Sara is a life-long dreamer, creating a list of things she wants to do "someday". Realizing there is no "someday" on the calendar she's taking the steps to make her somedays a reality. Between saving for retirement and college and paying for all the usual things, many women find that they're often putting their hopes and dreams on hold. Saving For Someday is Sara's way of encouraging women everywhere to find ways to save on the ordinary so they can do the extraordinary. Sara is also a licensed attorney and writes about legal issues affecting bloggers, content creators and online professionals. This blog is for informational purposes only. You can also find me on Google+

7 thoughts on “2013 FTC Dot Com Disclosure Updates and What They Mean For Online Marketers”

  1. The one that got me was the placement of the disclosure statement. What is your thoughts on this? In the example the FTC gave, they discouraged placing it at the end of the post if you use hyperlinks that could distract the consumer. Thanks for this great article. 🙂

    1. Jennifer, the need for disclosure at the beginning/top of a post is still consisten with the Endorsement and Testimonial guide issued in 2010 that most bloggers already use. True, many do not put the disclosure at the beginning. However, the FTC does not require any specific legal language so by simply stating that you received an item free to try or “Brand X paid for me/my family to …” upfront is sufficient disclosure. The important thing to remember is that the potential consumer should know from the beginning that the post they are reading may not be completely objective. It’s not that you’re not being honest or truthful in your post, but rather by telling your reader what prompted you to write the reader can make their own decision.

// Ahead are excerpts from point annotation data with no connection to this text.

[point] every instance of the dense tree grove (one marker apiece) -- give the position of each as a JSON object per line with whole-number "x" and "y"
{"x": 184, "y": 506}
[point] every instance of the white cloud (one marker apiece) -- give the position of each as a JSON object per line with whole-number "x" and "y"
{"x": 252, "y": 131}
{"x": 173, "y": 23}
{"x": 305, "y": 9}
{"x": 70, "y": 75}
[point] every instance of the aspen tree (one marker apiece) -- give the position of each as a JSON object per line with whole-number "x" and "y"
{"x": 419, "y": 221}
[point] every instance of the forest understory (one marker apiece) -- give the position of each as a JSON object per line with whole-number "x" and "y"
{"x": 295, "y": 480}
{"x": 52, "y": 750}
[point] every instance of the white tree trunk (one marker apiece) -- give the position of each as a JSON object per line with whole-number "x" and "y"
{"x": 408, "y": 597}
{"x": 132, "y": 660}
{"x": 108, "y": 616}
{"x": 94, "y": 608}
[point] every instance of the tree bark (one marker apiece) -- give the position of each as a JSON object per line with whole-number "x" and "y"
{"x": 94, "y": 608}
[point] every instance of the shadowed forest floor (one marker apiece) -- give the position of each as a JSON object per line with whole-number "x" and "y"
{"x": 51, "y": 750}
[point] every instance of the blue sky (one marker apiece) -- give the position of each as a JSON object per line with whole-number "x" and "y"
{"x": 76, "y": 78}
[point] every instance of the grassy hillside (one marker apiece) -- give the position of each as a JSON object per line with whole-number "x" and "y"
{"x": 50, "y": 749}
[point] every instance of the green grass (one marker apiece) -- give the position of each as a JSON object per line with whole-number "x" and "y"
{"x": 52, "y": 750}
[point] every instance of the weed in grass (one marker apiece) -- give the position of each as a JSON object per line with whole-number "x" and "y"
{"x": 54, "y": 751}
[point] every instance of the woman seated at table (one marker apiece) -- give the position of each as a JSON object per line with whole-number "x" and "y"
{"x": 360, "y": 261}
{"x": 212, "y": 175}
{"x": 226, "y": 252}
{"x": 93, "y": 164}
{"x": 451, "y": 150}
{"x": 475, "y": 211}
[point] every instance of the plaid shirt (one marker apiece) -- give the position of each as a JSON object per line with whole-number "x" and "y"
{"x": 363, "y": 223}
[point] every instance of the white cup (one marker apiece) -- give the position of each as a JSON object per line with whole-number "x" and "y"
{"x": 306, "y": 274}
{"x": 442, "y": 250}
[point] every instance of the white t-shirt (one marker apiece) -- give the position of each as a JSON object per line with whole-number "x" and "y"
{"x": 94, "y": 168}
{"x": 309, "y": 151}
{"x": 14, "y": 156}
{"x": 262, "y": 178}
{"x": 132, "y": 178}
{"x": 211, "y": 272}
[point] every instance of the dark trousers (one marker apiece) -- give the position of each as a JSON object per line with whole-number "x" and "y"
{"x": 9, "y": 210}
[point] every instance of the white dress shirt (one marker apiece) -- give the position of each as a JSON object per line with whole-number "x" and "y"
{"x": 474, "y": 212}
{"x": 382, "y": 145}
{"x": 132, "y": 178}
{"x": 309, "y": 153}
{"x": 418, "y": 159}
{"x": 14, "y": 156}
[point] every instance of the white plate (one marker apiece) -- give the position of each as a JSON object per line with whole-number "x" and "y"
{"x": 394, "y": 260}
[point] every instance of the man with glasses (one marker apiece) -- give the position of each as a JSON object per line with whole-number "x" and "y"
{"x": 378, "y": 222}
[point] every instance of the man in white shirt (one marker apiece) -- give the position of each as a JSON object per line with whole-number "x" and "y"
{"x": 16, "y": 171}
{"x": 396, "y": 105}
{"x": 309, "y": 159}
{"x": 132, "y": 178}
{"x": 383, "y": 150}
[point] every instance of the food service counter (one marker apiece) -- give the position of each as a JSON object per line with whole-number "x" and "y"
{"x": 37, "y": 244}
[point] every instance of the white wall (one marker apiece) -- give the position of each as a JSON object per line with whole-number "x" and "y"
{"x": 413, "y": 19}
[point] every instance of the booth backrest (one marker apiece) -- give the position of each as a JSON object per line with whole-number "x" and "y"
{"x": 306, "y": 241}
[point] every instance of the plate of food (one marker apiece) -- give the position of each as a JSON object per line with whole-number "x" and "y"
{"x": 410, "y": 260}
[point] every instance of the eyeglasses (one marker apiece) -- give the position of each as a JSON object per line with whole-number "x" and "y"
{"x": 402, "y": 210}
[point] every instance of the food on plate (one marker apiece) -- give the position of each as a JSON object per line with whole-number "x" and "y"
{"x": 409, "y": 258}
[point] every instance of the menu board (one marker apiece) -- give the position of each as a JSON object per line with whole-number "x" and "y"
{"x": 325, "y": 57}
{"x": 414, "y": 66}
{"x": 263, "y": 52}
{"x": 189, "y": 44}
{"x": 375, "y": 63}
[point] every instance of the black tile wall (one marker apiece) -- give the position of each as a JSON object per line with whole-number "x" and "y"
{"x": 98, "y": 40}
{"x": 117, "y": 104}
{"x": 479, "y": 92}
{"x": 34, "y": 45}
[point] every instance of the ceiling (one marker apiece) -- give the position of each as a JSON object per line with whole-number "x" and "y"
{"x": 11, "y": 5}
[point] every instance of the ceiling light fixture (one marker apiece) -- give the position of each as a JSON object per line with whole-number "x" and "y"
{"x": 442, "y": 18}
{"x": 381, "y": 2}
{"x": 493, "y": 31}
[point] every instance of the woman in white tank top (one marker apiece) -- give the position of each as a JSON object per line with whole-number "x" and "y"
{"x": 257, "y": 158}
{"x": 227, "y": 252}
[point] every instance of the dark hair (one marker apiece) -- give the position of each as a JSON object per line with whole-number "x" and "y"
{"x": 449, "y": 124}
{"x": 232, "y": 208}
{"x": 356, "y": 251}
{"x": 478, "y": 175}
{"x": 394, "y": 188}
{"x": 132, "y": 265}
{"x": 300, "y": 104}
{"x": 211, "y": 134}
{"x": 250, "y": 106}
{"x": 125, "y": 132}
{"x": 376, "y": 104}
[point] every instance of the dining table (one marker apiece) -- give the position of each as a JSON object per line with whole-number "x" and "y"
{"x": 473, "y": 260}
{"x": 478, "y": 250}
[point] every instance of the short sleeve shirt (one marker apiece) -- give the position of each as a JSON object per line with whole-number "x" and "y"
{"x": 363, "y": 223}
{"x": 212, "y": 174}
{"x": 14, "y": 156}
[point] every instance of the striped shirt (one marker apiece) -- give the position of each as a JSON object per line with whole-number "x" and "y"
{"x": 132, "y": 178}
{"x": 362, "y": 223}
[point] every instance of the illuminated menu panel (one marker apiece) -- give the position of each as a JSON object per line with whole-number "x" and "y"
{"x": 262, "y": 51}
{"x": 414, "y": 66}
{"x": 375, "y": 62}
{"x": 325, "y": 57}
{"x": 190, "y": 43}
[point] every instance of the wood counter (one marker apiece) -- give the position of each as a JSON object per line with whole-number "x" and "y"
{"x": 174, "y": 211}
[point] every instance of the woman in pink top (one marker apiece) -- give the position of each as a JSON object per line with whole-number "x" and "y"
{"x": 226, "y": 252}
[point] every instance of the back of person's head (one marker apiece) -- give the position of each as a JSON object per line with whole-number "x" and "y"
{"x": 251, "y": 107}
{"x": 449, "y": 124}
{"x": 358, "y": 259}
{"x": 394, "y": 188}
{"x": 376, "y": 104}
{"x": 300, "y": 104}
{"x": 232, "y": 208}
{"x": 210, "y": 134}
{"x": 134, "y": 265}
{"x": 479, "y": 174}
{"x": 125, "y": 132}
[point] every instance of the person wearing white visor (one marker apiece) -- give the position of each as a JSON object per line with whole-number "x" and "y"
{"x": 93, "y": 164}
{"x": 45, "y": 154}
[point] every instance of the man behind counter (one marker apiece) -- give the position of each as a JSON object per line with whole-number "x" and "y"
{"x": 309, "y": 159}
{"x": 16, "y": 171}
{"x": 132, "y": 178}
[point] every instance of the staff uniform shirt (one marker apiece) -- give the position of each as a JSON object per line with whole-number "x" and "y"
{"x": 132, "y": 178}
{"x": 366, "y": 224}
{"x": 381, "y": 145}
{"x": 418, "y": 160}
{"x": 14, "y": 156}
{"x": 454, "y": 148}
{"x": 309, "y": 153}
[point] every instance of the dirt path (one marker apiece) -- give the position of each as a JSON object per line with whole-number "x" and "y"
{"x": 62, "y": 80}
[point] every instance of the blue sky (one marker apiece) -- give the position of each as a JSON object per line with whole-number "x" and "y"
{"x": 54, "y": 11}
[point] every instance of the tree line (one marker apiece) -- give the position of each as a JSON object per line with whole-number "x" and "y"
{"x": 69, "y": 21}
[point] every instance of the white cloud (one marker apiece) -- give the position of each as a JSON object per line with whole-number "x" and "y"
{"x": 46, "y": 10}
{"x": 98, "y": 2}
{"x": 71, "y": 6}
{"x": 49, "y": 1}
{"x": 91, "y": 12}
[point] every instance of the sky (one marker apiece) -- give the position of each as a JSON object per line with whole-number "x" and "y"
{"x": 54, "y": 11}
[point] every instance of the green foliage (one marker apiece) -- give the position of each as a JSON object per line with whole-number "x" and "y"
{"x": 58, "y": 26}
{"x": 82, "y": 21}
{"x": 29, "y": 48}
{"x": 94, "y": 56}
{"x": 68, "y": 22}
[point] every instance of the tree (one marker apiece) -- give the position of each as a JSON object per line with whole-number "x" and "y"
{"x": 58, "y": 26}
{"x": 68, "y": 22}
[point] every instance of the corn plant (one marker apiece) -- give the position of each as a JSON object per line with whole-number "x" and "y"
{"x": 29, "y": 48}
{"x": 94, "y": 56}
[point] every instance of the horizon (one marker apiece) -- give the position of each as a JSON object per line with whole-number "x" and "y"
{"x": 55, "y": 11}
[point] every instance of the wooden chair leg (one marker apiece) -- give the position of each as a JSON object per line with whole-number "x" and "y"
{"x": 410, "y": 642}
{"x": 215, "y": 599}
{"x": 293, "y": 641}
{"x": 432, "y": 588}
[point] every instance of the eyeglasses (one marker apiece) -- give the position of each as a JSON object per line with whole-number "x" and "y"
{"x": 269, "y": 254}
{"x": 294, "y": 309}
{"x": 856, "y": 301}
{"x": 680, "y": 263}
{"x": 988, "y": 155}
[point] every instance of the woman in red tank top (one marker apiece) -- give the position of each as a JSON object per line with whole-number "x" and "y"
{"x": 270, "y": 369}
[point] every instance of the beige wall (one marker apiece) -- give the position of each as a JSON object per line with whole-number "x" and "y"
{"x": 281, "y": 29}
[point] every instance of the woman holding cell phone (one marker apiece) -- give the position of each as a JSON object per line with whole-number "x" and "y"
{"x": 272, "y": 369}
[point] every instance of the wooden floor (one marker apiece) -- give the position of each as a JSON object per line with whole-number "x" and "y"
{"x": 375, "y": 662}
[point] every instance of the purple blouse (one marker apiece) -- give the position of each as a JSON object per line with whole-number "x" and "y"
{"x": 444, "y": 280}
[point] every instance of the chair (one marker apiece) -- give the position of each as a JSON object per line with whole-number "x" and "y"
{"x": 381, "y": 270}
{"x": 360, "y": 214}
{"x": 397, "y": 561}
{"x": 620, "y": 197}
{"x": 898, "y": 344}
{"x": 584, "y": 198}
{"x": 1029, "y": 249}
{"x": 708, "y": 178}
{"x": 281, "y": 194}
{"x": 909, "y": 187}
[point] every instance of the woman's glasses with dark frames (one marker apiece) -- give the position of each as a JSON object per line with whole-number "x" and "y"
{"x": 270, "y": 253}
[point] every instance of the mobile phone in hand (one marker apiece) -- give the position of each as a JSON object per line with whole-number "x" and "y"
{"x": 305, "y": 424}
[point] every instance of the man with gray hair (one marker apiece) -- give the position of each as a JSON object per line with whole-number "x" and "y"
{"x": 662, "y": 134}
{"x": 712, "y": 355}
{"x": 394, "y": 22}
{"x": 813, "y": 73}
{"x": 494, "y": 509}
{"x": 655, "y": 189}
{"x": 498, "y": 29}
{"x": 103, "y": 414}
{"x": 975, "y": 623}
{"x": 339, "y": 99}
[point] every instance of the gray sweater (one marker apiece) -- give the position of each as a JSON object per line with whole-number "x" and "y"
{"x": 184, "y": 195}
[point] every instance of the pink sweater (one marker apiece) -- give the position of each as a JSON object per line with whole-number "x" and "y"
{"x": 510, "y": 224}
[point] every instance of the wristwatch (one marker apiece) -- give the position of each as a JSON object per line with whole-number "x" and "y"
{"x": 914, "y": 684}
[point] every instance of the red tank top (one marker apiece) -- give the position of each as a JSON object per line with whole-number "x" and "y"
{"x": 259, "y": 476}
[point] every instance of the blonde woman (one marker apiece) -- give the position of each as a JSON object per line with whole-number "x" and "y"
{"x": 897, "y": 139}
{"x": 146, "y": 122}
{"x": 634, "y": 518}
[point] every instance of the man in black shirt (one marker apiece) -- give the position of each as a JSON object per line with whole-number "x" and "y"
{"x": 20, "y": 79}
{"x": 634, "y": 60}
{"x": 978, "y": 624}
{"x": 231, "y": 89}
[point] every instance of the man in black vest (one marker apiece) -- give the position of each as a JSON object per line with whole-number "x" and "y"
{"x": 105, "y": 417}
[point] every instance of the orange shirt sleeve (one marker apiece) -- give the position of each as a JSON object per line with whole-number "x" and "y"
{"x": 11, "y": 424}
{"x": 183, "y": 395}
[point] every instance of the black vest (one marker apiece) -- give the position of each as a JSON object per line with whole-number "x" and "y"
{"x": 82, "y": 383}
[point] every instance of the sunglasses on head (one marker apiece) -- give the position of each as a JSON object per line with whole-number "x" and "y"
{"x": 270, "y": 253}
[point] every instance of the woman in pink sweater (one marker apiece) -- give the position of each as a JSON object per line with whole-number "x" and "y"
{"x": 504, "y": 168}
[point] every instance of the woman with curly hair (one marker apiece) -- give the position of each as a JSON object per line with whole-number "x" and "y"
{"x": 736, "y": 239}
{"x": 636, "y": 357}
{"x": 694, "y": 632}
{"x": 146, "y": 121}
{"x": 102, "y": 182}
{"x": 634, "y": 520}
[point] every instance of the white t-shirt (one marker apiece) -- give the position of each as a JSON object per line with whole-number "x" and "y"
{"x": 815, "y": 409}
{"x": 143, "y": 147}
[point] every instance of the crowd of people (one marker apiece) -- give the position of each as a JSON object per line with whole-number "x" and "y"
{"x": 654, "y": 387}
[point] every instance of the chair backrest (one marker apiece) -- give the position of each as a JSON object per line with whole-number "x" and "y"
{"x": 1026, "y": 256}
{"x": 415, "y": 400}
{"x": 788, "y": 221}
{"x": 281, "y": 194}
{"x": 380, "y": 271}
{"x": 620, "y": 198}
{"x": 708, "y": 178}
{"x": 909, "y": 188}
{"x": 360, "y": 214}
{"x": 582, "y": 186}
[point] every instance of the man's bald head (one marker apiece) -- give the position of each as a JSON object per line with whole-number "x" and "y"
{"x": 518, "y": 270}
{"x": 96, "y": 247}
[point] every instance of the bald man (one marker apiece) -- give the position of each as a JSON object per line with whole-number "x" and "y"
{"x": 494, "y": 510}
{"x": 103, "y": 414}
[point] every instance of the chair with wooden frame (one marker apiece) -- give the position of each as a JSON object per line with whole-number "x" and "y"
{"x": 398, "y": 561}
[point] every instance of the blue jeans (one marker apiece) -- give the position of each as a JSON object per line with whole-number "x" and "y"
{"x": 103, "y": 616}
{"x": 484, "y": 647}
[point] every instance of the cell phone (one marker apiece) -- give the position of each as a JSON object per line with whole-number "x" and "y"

      Many bloggers do include hyperlinks (which should be “no follow” for SEO purposes) on paid/sponsored/compensated posts. Even if they are not affiliate links, it’s important for readers to know beforehand you’re providing that link because there is some relationship between you and the site you’re linking to.

      Hope this helps. If you have other questions, please let me know.

      ~ Sara

  2. So by this example, a tweet needs to start with #ad #sponsored and we shouldn’t use the more common version of #spon any longer? Just want to understand what I’m reading.

    1. Jennifer, the FTC has stated #spon may not sufficiently make consumers aware the message was an advertisement or compensated (not just with money) message.

      Interestingly, if a consumer did go to next step to try and find out what exactly #spon meant they would come upon a website that claims to register hashtags and would be shown that it relates to one specific company.

      Since people use #spon for so many different companies that would definitely be misleading or deceptive, which is likely one of the considerations taken when the FTC made the determination to explicitly state #spon could create confusion or be deceptive to consumers.

      The further reasoning for adding the disclosure to the front of the message is to reduce the chance of it being removed if the message is further shared.

      Thank you for reading and asking for further clarification. There was a lot of ground covered in the update.

      ~ Sara

      Disclosure: for informational purposes only

  3. As blogging continues to demand a more centralized place in marketing and social media, these disclosures and other governmental interferences are more important to understand. Thank you for taking the time to make it clear and plain. There are full committees studying how the government can get a lasso on these blogs and the revenue they may or may not generate.

  4. I don’t see any changes here, except clarifying the need for readable disclosures on mobile devices, and making the AD: clear on the tweet vs. #spon or other things people might not see.

    I am hearing chatter that every time I link to a blog post where I received a free product, I need to put AD: first on FB/Twitter. I’d say yes if I said something like “wow I’m using this new blue widget and it is totally amazing!!” But if I am just putting on Facebook: I posted a review of the blue widget the widget express sent me. Link to post here: http://www.widgetreviews.xyz

    Then on my review I put the disclosure at the very top.